Acute kidney injury is a common complication after major surgery. In this study, we investigated whether an algorithm-guided goal-directed haemodynamic therapy (GDT) can improve renal outcome compared to good standard clinical care.
A total of 180 patients undergoing major abdominal surgery were prospectively and randomly assigned to one of two groups: in the GDT group, patients were treated with a GDT algorithm using transpulmonary thermodilution while standard care was applied to the control patients. Change in creatinine was studied as the primary end point, postoperative complications as well as 1-year mortality as secondary outcomes. Haemodynamics in GDT and control patients were compared calculating goal-achievement rates.

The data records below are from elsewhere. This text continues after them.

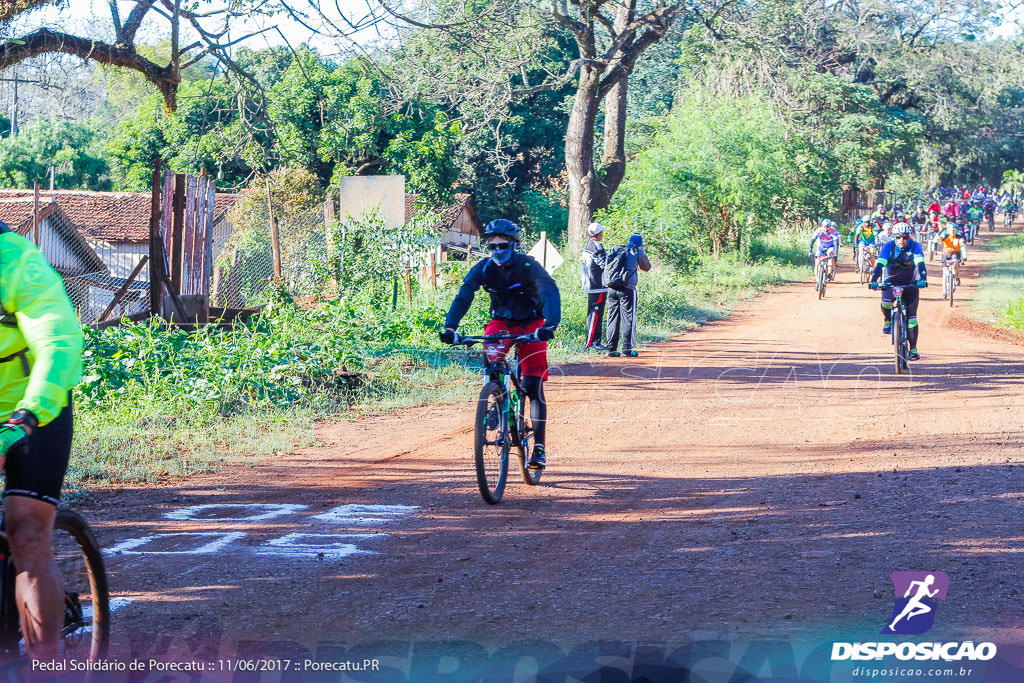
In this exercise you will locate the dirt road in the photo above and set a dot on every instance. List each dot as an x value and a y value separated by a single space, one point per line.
757 479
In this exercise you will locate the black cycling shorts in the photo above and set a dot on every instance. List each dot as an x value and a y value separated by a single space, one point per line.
39 470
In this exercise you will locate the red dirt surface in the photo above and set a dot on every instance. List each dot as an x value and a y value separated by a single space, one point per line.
760 477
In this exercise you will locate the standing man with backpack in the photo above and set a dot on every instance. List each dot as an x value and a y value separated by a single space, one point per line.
621 279
593 260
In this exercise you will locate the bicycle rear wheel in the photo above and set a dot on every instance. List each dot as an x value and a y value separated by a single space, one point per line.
523 438
492 442
86 630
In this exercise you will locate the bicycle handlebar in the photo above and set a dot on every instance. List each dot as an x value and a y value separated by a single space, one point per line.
482 339
911 286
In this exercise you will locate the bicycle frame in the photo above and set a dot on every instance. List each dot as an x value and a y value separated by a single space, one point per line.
9 631
899 333
507 376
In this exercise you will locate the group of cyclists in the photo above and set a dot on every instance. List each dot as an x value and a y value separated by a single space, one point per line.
889 244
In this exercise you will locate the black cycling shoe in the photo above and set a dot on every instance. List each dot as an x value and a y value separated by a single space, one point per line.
539 460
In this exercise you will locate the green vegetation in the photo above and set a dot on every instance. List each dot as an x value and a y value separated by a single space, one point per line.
159 402
737 125
999 290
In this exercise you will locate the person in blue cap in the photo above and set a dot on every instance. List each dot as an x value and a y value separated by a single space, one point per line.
621 279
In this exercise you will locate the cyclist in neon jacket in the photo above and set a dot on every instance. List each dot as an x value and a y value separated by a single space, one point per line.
902 262
40 361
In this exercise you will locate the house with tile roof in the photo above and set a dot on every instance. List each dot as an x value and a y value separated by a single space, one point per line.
116 224
56 236
460 225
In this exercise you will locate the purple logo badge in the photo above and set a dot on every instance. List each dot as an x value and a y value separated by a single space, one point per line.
916 595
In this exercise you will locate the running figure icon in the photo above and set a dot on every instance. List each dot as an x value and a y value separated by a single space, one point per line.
915 606
918 594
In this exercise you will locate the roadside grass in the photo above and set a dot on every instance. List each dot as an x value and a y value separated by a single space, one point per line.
160 404
998 296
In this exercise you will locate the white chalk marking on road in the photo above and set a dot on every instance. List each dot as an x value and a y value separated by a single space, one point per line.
115 604
365 515
218 541
257 512
322 546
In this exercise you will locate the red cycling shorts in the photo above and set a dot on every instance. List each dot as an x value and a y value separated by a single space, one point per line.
532 355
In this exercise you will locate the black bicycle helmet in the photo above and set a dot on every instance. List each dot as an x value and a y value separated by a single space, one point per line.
503 227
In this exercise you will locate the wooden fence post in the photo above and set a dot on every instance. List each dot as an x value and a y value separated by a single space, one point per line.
177 229
156 245
35 213
332 248
274 238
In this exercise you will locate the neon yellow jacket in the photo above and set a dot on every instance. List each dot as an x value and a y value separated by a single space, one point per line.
40 337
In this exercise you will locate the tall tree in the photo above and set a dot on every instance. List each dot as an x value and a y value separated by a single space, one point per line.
499 41
208 22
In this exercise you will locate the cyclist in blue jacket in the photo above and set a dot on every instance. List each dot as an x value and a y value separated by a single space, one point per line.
902 260
524 300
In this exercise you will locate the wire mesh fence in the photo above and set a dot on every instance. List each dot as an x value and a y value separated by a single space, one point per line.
94 271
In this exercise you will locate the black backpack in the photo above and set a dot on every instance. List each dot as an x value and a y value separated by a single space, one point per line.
616 271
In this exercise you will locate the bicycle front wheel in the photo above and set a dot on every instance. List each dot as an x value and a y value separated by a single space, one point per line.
492 442
86 630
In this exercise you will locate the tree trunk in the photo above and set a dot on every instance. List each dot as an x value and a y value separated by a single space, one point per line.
613 161
580 156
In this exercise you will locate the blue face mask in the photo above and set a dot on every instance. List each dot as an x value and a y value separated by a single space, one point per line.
501 256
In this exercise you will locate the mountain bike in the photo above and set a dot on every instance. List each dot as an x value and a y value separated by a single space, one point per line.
865 262
86 629
502 417
900 339
948 279
821 274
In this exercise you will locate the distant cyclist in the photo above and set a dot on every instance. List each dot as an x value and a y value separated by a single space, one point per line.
953 249
524 300
828 242
902 263
864 239
40 363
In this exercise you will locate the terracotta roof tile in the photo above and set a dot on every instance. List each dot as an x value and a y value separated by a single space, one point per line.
16 213
109 216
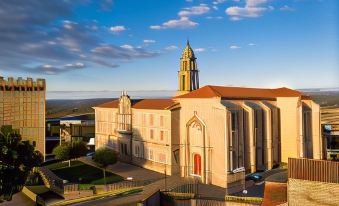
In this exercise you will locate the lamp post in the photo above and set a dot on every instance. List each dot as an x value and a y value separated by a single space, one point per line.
165 180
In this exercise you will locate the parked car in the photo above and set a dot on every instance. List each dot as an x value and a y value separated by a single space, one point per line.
256 177
90 154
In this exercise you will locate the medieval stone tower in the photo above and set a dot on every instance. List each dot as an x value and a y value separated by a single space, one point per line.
188 75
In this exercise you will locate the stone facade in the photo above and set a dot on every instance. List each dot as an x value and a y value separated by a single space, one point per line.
214 133
22 105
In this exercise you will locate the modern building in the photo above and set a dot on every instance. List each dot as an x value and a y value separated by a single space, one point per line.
214 133
69 128
312 182
22 105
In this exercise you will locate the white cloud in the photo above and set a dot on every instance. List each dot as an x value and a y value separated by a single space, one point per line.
216 2
235 47
172 47
127 46
155 27
117 29
215 17
183 22
69 24
199 50
240 12
252 9
195 10
76 65
286 8
149 41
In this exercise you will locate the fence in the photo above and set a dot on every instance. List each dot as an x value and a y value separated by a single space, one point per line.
51 181
313 170
109 187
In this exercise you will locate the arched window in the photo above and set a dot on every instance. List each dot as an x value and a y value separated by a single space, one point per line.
197 164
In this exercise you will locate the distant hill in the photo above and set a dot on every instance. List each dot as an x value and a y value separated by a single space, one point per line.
325 98
62 107
59 108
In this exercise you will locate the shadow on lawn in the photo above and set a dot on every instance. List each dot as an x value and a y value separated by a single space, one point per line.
81 173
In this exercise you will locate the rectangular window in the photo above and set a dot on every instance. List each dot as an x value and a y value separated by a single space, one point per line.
235 142
151 154
151 134
125 146
162 135
161 121
137 151
151 120
162 158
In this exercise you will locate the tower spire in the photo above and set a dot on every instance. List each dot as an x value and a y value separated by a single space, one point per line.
188 76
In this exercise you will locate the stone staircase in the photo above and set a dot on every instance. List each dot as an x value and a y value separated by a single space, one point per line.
51 181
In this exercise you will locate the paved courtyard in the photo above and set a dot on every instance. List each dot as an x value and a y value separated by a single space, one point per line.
127 170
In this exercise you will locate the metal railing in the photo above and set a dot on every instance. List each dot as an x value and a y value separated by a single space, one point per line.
313 170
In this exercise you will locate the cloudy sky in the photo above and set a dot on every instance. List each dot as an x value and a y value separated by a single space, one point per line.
92 45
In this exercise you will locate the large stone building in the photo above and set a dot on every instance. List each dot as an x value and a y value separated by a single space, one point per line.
215 133
22 105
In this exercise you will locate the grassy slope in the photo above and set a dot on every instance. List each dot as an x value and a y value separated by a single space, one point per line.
59 108
87 173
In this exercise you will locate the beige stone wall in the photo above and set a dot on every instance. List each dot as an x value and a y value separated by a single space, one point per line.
290 121
316 129
213 115
151 137
106 127
22 105
304 192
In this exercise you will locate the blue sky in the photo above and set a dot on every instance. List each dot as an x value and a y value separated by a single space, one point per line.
87 45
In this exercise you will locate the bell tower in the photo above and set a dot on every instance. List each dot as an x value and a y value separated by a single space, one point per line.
188 75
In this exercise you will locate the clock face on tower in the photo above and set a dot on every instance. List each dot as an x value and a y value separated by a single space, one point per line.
188 74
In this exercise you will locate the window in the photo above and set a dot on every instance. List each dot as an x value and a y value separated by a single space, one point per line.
236 145
162 158
161 135
137 151
151 120
151 154
151 134
123 148
161 121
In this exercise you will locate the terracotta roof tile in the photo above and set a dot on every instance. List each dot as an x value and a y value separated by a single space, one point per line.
158 104
111 104
154 104
240 92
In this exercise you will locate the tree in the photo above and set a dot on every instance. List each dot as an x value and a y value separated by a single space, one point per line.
17 158
70 150
78 149
63 152
105 157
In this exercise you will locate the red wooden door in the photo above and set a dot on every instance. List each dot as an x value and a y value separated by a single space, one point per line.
197 164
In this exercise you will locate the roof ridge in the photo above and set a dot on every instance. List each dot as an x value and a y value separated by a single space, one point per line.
214 91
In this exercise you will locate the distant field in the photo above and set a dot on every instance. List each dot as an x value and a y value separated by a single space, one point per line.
59 108
329 102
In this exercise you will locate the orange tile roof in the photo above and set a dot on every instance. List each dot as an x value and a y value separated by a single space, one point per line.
154 104
111 104
158 104
240 92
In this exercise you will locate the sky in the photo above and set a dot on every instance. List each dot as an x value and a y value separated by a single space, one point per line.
114 45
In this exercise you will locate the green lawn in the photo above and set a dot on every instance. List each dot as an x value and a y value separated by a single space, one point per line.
82 173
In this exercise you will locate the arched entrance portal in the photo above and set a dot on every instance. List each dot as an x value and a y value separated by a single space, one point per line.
197 154
197 165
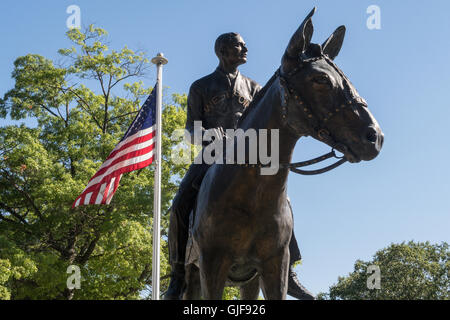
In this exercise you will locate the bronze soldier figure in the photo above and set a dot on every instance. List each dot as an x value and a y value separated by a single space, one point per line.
217 100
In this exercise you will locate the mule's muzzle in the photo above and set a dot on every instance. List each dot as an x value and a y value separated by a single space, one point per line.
372 139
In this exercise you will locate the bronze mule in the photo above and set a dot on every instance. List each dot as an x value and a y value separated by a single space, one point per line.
242 224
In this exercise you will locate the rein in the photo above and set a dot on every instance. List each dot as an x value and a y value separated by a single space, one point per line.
322 133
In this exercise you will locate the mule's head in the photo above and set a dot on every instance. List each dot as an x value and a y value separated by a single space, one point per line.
321 101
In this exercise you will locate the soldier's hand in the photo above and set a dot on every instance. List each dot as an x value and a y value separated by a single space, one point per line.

Postoperative change in creatinine (18 ± 39 μmol/l (control) vs. 16 ± 42 μmol/l (GDT); mean difference (95 % confidence interval) 1.6 μmol/l (−10 to 13 μmol/l)) was comparable between the GDT and the control group. Postoperative complications and mortality during hospital stay and after 1 year were not influenced by the use of a GDT algorithm. Achievement rates of haemodynamic goals were not higher in the GDT group compared to the already high (>80 %) rates in the control group. Multivariate regression analysis revealed intraoperative hypotension (MAP < 70 mmHg) and postoperative hypovolaemia (GEDI < 640 ml/m 2) as risk factors for postoperative renal impairment.